Not sure if the door hinges are strong enough or if there is enough depth behind the doors, but I would also consider hanging the ironing board up behind the doors. Making it easier to access. If you did that, it might provide enough room to slide the washer and dryer apart and put a small cubby shelf unit in between appliances to store the cleaning supplies.


----------



## SeniorSitizen (Sep 10, 2012)

You would tire very quickly folding clothes on the washer/dryer because there is no toe relief there.
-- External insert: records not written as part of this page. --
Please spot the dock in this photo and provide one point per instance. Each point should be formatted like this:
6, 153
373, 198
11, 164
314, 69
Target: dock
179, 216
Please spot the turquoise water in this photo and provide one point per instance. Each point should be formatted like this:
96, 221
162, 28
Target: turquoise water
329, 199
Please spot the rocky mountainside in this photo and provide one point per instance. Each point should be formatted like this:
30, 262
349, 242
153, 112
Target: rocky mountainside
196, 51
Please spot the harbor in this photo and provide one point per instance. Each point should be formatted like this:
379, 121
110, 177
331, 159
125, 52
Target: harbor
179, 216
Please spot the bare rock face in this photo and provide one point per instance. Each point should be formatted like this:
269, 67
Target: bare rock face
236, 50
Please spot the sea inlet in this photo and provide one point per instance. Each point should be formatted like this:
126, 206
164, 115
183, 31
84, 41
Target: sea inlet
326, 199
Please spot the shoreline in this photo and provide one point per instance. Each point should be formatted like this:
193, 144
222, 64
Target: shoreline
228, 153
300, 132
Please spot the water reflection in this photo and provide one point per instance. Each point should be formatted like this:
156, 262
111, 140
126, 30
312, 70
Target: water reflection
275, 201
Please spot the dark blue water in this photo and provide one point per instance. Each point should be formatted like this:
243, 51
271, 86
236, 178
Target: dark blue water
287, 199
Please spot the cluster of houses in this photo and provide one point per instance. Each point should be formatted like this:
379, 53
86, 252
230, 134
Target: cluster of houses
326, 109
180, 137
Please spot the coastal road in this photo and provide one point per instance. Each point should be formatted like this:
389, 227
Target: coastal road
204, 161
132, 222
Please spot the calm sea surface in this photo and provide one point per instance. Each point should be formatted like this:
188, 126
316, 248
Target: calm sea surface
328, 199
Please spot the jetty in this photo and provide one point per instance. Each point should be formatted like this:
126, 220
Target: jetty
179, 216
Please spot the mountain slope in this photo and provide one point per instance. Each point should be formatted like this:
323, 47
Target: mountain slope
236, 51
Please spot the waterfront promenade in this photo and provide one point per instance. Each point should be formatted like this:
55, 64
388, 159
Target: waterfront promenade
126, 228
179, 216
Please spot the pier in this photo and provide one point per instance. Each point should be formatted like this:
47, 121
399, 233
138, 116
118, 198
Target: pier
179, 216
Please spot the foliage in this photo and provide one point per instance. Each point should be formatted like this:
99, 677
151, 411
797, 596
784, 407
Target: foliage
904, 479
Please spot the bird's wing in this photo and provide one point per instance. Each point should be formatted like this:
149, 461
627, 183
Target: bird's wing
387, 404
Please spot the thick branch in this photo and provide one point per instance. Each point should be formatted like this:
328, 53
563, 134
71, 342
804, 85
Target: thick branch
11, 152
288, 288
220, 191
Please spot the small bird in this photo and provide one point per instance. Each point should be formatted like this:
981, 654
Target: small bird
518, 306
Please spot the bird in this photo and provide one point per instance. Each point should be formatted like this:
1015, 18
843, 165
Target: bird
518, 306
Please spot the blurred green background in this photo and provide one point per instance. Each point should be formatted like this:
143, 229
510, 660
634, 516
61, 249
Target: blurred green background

Find another solution as in a folding table even if it has to be in another room.


----------



## gma2rjc (Nov 21, 2008)

You could build a platform underneath the W/D with enough space to store 2 or 3 laundry baskets. You'll find samples of this idea on Pinterest.

www.pinterest.com and do a search for 'laundry room organization'... they have tons of great ideas for almost any laundry area shape or size.

ETA: This guy shows several examples of storage under the W/D. You could make it even more basic than how he does it.....

http://contractorkurt.com/2012/01/04/raised-laundry-platform/









.


----------



## azurafates (Sep 1, 2016)

Here's a pin I found while browsing on Pinterest.

It has almost everything you need, conveniently placed into one single area.

https://www.pinterest.com/pin/106608716158691466/


----------